After we load the data packet, we next need to format sample names and define groups.
Code
seq_table <- seq_table[order(seq_table$`root name`), ]
tmp_names <- seq_table$`Sample_ID`
load("files/dada2/rdata/ssu18_dada2_wf.rdata")
identical(seq_table$`root name`, rownames(seqtab))
rownames(seqtab) <- tmp_names
samples.out <- rownames(seqtab)
sample_name <- substr(samples.out, 1, 999)
plot <- substr(samples.out, 0, 3)
depth <- substr(samples.out, 6, 11)
treatment <- substr(samples.out, 13, 13)
temp <- substr(samples.out, 14, 14)
pair <- substr(samples.out, 15, 15)
We have a total of 15 samples, 5 sample pairs, from 10 plots (1 depth). There are 2 treatments corresponding to 3 different temperature regimes.

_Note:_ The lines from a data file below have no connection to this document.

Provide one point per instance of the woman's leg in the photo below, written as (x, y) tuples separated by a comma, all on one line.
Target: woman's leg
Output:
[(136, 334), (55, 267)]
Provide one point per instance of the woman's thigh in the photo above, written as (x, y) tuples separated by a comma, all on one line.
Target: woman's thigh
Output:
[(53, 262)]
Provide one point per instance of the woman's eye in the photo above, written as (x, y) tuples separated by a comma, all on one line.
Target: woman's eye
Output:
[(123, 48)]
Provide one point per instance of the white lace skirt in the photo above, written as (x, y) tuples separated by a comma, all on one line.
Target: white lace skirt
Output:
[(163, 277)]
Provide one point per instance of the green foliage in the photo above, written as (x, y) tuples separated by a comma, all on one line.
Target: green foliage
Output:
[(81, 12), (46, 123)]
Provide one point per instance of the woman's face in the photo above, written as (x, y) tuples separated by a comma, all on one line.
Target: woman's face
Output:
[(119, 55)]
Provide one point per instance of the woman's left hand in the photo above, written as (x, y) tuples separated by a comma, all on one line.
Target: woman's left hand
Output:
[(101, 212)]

- And finally we define a sample data frame that holds the different groups we extracted from the sample names.
Code
#define a sample data frame
samdf <- data.frame(SamName = sample_name,
PLOT = plot,
DEPTH = depth,
TREAT = treatment,
TEMP = temp,
PAIR = pair)
rownames(samdf) <- samples.out
For example, P07_D00_010_W3D is the sample heated at +3C from plot P07, collected from a depth of 00_010cm. This sample is in group D which consists of P07_D00_010_W3D, P07_D00_010_W8D, P08_D00_010_C0D.
Create a Phyloseq Object
A. The first step is to rename the amplicon sequence variants (ASVs) so the designations are a bit more user friendly. By default, DADA2 names each ASV by its unique sequence so that data can be directly compared across studies (which is great). But this convention can get cumbersome downstream, so we rename the ASVs using a simpler convention—ASV1, ASV2, ASV3, and so on.
Code
# this create the phyloseq object
ps <- phyloseq(otu_table(seqtab, taxa_are_rows = FALSE),
sample_data(samdf), tax_table(tax_silva))

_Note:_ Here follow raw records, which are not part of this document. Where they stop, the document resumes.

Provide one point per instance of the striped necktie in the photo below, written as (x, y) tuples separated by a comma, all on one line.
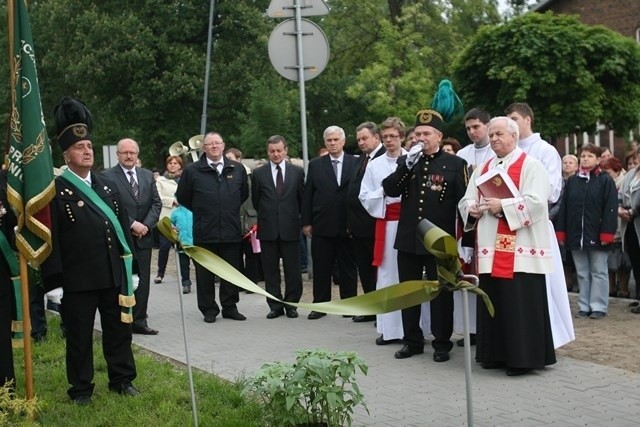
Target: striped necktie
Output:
[(134, 185)]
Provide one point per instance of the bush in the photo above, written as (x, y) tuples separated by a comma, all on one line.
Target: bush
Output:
[(319, 388)]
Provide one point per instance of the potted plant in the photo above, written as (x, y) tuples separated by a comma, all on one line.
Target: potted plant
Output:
[(318, 389)]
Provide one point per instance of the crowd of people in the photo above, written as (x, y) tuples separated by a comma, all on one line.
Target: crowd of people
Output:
[(531, 225)]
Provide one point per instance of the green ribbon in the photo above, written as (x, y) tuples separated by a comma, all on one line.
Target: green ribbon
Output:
[(126, 297), (14, 270), (385, 300)]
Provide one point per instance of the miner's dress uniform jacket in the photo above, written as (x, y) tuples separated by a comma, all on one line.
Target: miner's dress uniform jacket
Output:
[(430, 190), (86, 261), (85, 253)]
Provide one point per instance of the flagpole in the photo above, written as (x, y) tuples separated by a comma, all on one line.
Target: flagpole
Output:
[(26, 328), (24, 282)]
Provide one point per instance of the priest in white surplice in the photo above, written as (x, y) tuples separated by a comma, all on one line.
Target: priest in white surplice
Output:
[(387, 211), (514, 254)]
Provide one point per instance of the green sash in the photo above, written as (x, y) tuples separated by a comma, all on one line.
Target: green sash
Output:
[(10, 256), (126, 298)]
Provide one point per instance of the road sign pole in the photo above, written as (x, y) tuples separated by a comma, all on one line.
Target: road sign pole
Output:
[(301, 85)]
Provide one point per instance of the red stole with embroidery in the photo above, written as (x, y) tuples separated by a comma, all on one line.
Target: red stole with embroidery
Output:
[(505, 253)]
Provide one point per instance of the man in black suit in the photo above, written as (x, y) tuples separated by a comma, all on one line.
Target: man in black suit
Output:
[(214, 188), (324, 214), (276, 193), (360, 224), (7, 299), (431, 183), (143, 205), (90, 260)]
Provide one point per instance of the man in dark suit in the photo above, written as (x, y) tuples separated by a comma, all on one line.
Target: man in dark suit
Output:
[(7, 299), (214, 188), (90, 260), (431, 183), (276, 193), (324, 214), (143, 205), (360, 224)]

tax_table(ps) <- cbind(tax_table(ps),
rownames(tax_table(ps)))
# adding unique ASV names
taxa_names(ps) <- paste0("ASV", seq(ntaxa(ps)))
tax_table(ps) <- cbind(tax_table(ps),
rownames(tax_table(ps)))
[1] "ASV1" "ASV2" "ASV3" "ASV4" "ASV5" "ASV6"

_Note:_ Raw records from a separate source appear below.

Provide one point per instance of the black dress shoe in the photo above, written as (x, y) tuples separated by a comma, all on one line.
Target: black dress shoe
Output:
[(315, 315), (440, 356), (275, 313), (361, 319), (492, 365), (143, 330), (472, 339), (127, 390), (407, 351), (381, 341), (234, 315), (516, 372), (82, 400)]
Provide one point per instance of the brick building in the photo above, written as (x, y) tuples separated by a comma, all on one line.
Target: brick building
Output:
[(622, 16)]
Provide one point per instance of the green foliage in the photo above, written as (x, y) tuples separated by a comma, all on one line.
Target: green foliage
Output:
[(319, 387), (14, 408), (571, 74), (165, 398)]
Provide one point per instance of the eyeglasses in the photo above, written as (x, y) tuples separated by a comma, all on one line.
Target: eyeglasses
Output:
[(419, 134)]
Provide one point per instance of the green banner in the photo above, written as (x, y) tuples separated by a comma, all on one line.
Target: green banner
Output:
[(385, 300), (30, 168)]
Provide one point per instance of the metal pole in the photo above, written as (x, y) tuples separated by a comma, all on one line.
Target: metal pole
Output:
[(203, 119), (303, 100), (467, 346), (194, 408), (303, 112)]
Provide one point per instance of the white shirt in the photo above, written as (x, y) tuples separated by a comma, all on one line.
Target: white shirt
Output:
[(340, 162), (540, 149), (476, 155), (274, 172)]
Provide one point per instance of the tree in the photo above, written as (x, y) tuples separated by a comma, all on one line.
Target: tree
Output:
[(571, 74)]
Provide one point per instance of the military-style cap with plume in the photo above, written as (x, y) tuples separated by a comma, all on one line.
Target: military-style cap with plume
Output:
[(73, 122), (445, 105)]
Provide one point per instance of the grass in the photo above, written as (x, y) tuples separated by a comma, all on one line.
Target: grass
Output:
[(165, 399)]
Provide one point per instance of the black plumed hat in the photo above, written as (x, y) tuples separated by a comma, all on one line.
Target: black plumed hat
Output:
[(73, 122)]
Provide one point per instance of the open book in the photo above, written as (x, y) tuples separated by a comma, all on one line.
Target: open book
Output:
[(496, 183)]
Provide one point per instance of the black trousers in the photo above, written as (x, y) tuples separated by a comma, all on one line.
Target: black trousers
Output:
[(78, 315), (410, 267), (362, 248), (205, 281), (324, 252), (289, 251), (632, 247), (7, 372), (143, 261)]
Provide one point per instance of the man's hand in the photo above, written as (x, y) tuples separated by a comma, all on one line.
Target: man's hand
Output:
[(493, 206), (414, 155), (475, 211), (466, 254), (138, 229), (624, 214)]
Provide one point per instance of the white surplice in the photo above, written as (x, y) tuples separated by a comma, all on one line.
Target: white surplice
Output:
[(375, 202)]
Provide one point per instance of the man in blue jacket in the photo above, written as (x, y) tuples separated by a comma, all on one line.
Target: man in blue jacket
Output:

So the complete data set contains 20332 ASVs. We can use the microbiome R package (Lahti, Sudarshan, et al. 2017) to get some additional summary data from the phyloseq object.
Metric | Results |
---|---|
Min. number of reads | 25151 |
Max. number of reads | 86841 |
Total number of reads | 937761 |
Average number of reads | 62517 |
Median number of reads | 62171 |
Total ASVs | 20332 |
Sparsity | 0.898 |
Any ASVs sum to 1 or less? | FALSE |
Number of singleton ASVs | NA |
Percent of ASVs that are singletons | NA |
Number of sample variables are: | 6 (SamName, PLOT, DEPTH, TREAT, TEMP, PAIR) |
B. Add two final columns containing the ASV sequences and ASV IDs. This will be useful later when trying to export a fasta file. We can also take a look at the phyloseq object.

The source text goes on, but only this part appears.